Enfim neste capítulo Martins analisa especialmente, o lugar e o papel do
conhecimento, e neste sentido da educação escolar, na luta pela hegemonia em Gramsci
e também procura responder negativamente à polêmica sobre o suposto idealismo
gramsciano.
O estudo de Martins contempla uma série de elementos que nos leva a refletir
sobre a escola não como um ambiente neutro e sim como um ambiente de embate político
ideológico, pois como aponta foi apontado por Gramsci, que mesmo o senso comum é
considerado uma visão de mundo montada historicamente, o que dizer então da escola.

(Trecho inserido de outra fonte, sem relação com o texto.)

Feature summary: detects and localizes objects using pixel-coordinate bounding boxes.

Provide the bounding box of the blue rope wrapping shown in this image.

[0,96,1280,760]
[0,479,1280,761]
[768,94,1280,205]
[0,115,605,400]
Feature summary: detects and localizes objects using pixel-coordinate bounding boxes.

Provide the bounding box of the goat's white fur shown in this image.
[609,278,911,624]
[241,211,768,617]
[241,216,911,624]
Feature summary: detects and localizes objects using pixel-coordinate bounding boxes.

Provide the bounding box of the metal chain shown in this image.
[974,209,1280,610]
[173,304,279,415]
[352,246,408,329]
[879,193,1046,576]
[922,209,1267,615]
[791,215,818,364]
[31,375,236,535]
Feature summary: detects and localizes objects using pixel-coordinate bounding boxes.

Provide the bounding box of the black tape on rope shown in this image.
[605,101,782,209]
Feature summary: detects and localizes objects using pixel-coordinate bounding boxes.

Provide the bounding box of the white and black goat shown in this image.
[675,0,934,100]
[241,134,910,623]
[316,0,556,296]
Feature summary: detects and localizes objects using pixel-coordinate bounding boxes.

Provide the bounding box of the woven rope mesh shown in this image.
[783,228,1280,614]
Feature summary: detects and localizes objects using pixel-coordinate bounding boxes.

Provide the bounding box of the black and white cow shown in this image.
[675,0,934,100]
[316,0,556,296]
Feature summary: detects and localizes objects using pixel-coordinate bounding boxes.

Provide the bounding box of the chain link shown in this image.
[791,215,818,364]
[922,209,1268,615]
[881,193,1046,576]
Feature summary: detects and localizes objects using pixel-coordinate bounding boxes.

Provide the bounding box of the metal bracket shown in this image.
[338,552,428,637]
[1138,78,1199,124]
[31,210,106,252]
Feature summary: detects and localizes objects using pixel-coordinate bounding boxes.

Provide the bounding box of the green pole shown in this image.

Essa noção de ideologia como falseamento da realidade é refutada por ele, que a
compreende como uma concepção de mundo que se manifesta implicitamente, em todas
as manifestações de vida individuais e coletivas. Para Gramsci, a ideologia não reflete
simplesmente o interesse da classe econômica, não é algo determinado pela estrutura
econômica ou pela organização da sociedade, mas um espaço de luta , uma representação
da realidade própria de um grupo social. Além disso é notório a presença da ideologia
como mecanismo que orienta a formação cultural e cognitiva da sociedade, mas também,
como elemento contra hegemônico capaz de corroborar na construção duma crítica
contrária a configuração ideológica hegemônica.
Sendo assim, se conclui o quão importante é uma consciência autônoma que saiba
conviver sem se deixar conduzir aleatoriamente por mãos invisíveis e bem intencionadas.
Conhecer melhor os conceitos de hegemonia e contra hegemonia pode trazer uma visão
crítica desse embate que hora se apresenta no cenário educacional brasileiro. Entender os
principais aspectos constitutivos, a natureza filosófica e as diretrizes de conservação e
resistência da ideologia, produz com toda certeza, uma fundamentação para o
entendimento crítico e autônomo da sociedade como um todo e da educação em
particular.
Então não só este capítulo, mas a obra toda em si, “Marxismo e Educação:
debates contemporâneos”, traduz a contribuição do pensamento marxiano para a história
e para o entendimento dos mecanismos do sistema capitalista de produção, sua leitura é
recomendada para todos que tem interesse na área da educação.